The 7 Critical Namespaces

  1. PID (Process ID):
    • The Illusion: "I am PID 1."
    • The Reality: You are actually PID 24590 on the host node.
  2. MNT (Mount):
    • The Illusion: "I see a full Debian filesystem at /."
    • The Reality: You are trapped in a folder (/var/lib/docker/overlay2...).
  3. NET (Network):
    • The Illusion: "I have my own eth0 interface and IP (10.244.0.5)."
    • The Reality: You are using a virtual ethernet pair (veth) connected to a bridge on the host.
  4. UTS (Unix Timesharing): Allows the container to have its own Hostname.
  5. IPC (Inter-Process Comms): Prevents shared memory access between containers.
  6. USER: Maps "Root" inside the container to a "Nobody" user outside (for security).
  7. CGROUP: (Newer) Isolated view of cgroup files.

3. Cgroups: The Resource Police

If Namespaces are the walls, Cgroups are the guards watching the door. They enforce limits and accounting.

When you write this YAML in Kubernetes:

yaml
resources:
  limits:
    memory: "512Mi"
    cpu: "500m"

The Kubelet translates that generic text into specific Linux Cgroup Files on the worker node.

How it works on disk

On the Linux host, you can find these controls in /sys/fs/cgroup/.

1. CPU Throttling (cpu.cfs_quota_us) When you leverage a CPU limit of 0.5 (500m), the kernel writes a value to the scheduler: "This process group gets 50,000 microseconds of runtime for every 100,000 microseconds of real time."

  • If the app asks for more? The kernel pauses (throttles) the process.

2. Memory OOM (memory.limit_in_bytes) When you set a limit of 512Mi, the kernel writes 536870912 to this file.

  • If the app asks for more? The kernel invokes the OOM Killer (Out of Memory Killer) to instantly terminate the process (SIGKILL).

The Engineering Takeaway

"Containers" technically do not exist. There is no kernel object called "Container". There are only normal Linux processes that have been tricked by Namespaces (so they can't see neighbors) and restricted by Cgroups (so they don't eat all the RAM).

4. Prove it to yourself (Hands-on CLI)

You don't need Docker or Kubernetes to see this. You just need Linux (or a VM).

A. Create a Namespace manually

The unshare command lets you create a process in a new namespace.

bash
# Become root, then start a new shell in a new PID namespace
sudo unshare --pid --fork --mount-proc /bin/bash

Inside this new shell, run ps aux. You will see you are PID 1. You have become the container.

B. Inspecting Namespaces (lsns)

You can list all namespaces on a host to find "hidden" containers.

bash
lsns -t net

This shows every Network Namespace. If you run a Docker container, a new entry appears here.

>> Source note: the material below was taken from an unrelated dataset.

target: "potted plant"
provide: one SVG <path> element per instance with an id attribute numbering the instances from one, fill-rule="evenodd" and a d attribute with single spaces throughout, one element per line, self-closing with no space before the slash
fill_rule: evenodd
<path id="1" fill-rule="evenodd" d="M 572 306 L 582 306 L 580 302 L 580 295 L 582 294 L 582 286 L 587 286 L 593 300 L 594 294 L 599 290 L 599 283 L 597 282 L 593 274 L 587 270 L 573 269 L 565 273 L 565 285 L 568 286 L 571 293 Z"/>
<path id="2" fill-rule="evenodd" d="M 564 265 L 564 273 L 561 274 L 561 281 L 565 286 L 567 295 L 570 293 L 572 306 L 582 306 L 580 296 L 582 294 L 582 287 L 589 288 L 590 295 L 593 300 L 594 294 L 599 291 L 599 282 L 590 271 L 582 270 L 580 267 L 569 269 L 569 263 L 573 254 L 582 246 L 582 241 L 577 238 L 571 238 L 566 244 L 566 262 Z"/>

C. Break into a Container (nsenter)

This is the most critical troubleshooting command for CKA. If a container has no shell (distroless), how do you debug it?

  1. Find the PID of the container process on the host.
  2. Use nsenter to jump into its namespace using your host's tools.
bash
# 1. Get the PID
PID=$(docker inspect -f '{{.State.Pid}}' my-container)

# 2. Enter the NET and PID namespaces
nsenter --target $PID --net --pid

You are now "inside" the container's reality, but using your host's extensive binary toolkit (curl, tcpdump, strace).